Lo que comenzó como un acústico y terminó saltando por los aires

Por Jesús García Serrano

pasajero-en-la-caja-negra-@-ana-suanFotografías Ana Suanes Serrano / A los chicos de Genérica les tocó la difícil misión de abrir la noche en La Caja Negra bajo una serie de condiciones adversas; el hecho de haber dado varios conciertos recientemente en Sevilla y de tener otro programado tan solo unos días después, además del incremento de precio producido en las entradas (debido al hecho lógico de compartir cartel), hizo que perdiesen gran parte de su público potencial.

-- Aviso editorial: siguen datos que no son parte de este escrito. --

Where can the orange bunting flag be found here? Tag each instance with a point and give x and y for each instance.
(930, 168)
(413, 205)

En vez de con los suyos, tuvieron que verse las caras con el público de Pasajero, que poco a poco fue llenando la sala con intención de calentar motores.

Pasajero + Genérica en La Caja Negra

La joven banda local se vio afectada también por problemas técnicos, como acabaría declarando el propio teclista de la banda, Alejandro Vigil “si veis que estoy tocando el teclado y que no suena nada, es que es la realidad”. Más tarde, la exasperación le llevó incluso a abandonar el escenario para terminar de ver la actuación de su propia banda desde la perspectiva del público.

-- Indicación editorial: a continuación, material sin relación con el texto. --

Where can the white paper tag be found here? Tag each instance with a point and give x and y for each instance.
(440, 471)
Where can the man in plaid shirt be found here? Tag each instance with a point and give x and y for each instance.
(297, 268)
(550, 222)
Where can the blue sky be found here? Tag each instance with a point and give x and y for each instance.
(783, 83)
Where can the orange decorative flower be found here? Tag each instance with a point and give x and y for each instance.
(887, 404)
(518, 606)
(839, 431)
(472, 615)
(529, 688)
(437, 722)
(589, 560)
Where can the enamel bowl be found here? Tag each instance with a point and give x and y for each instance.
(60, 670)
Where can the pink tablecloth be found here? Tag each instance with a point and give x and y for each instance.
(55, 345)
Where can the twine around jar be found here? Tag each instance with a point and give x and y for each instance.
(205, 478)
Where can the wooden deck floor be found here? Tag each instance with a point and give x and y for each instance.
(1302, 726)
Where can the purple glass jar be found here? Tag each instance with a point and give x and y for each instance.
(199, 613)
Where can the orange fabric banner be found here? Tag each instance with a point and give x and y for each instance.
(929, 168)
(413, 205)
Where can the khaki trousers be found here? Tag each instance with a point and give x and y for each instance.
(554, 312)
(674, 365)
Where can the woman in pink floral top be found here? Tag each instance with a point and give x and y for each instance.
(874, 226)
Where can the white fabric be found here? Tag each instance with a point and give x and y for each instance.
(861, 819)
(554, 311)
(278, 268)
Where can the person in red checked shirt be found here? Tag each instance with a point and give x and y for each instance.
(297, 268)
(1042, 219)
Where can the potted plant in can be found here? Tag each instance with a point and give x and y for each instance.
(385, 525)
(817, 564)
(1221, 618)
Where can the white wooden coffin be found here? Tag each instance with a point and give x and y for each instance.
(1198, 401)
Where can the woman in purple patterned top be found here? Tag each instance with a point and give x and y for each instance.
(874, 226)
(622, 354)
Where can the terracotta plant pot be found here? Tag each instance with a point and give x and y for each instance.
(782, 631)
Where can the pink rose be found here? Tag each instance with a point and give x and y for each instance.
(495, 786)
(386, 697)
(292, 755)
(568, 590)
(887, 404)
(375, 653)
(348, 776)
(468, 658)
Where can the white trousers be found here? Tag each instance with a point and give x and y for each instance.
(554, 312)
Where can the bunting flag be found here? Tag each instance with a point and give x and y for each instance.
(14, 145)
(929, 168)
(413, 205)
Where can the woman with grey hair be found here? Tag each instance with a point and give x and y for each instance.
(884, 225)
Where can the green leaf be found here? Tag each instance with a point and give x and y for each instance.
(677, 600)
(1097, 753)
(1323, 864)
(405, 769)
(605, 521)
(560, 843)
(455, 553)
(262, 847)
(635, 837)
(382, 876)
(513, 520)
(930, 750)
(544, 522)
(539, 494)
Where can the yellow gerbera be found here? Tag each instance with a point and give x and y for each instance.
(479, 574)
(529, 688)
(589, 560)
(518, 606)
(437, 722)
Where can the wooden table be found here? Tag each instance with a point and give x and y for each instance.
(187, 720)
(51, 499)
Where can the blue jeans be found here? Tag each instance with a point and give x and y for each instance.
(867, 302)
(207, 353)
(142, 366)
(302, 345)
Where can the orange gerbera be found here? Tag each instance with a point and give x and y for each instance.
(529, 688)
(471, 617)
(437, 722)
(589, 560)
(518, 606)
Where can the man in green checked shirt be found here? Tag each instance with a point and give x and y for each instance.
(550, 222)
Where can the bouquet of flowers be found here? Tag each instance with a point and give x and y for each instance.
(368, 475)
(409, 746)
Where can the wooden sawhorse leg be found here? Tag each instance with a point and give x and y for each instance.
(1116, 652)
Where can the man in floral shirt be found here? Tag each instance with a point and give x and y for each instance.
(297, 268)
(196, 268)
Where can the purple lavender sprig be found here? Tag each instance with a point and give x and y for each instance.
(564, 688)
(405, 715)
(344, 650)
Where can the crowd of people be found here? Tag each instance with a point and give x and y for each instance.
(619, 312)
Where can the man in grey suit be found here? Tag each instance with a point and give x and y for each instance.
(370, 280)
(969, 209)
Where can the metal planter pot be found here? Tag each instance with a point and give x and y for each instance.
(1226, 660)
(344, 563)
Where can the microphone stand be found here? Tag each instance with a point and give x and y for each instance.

A pesar de las adversidades, la audiencia comenzó a conectar con un sonido, por lo demás, bastante bueno, y con el potente directo de una banda que reluce por haber crecido mucho en muy poco tiempo, y que hace gala de una alta corrección musical, y de un trabajo concienzudo y meticuloso.

Sobresalieron dos de sus composiciones más enérgicas, Corona de Espinas y Un día perfecto, con un clímax poseedor de una sensacional sección rítmica, diseñada y ejecutada para demoler la pista de baile. Mucho antes del momento de El Despido, Genérica había logrado estrechar al público entre sus garras, dejándoles a todos claro cuál es su proyección de futuro.

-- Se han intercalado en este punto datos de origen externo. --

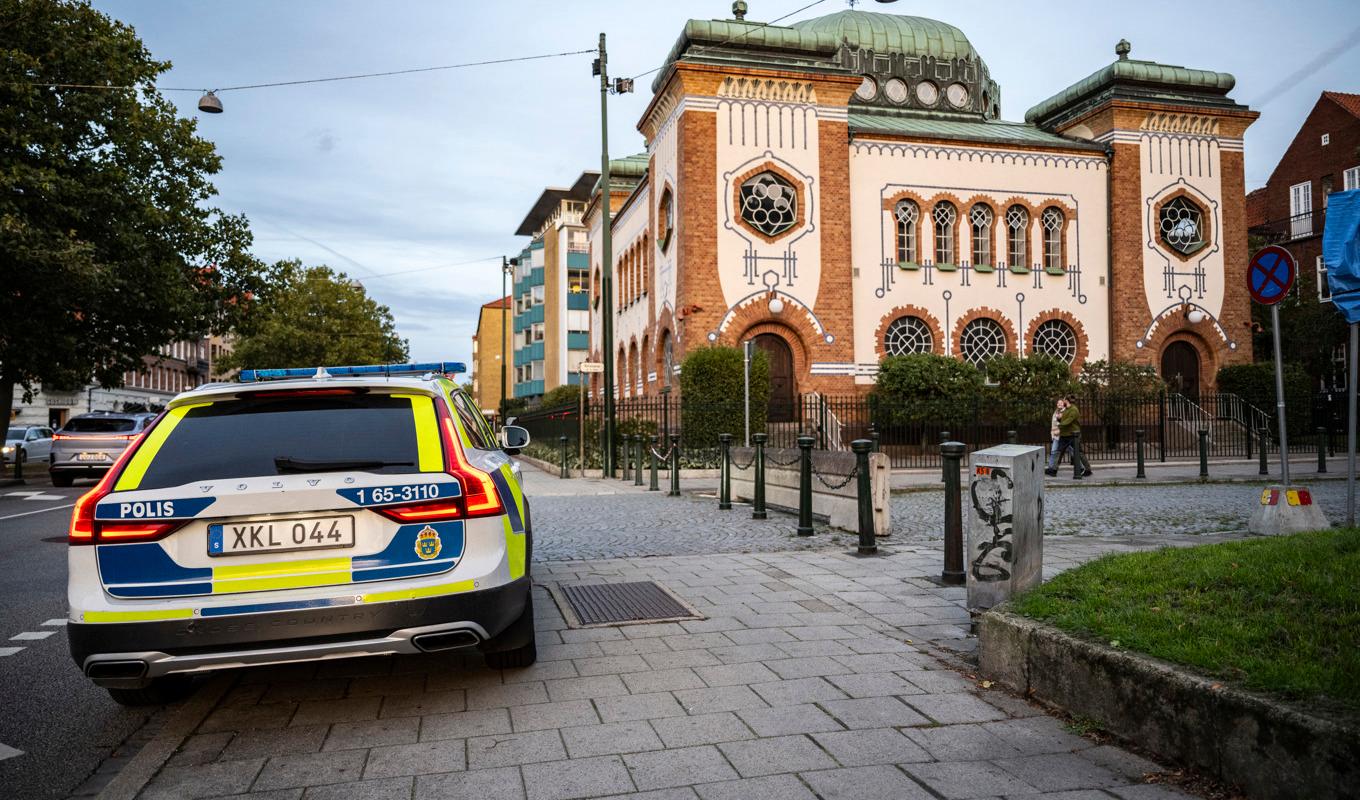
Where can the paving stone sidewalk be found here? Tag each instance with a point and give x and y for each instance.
(812, 676)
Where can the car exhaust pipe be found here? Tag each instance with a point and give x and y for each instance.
(446, 640)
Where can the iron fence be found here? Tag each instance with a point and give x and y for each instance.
(1236, 427)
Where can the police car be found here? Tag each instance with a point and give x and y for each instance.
(302, 514)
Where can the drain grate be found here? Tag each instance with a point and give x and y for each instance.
(599, 604)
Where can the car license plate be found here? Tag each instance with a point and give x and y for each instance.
(279, 535)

Llegó el turno para Pasajero, y Daniel Arias y los suyos se lanzaron a la palestra mediante un formato electro-acústico que en apariencia iba a ser bastante ligero y amigable, pero cuya energía acabó por írseles de las manos para acabar explosionando. El respetable se vio envuelto por un maremágnum de cuchillos afilados, violencia en los acordes y registros vocales bastante más agresivos de los que se pueden encontrar en Radiografías, primer y hasta el momento único disco de la formación.

El repertorio siguió una línea de intensidad ascendente, destacando algunas de sus canciones más representativas, como Volverme a preguntar, Pierdo mi nombre, o Perdóname. Los picos de máxima intensidad trajeron inevitablemente reminiscencias del screamo de Nuevenoventaicinco, banda de culto ya disuelta, a la que Daniel puso voz y alma, antes de pasar a formar parte también de los más populares Zoo.

Finalmente el setlist se antojó un poco corto, pudiendo quizás haberse perfilado con alguna canción ‘prestada’ de alguna de las susodichas anteriores formaciones del vocalista. La noche no obstante, quedó compensada mediante la fuerza, la entrega y las tablas de las que Pasajero hicieron alarde, frente la frescura y al buen hacer de los jóvenes de Genérica.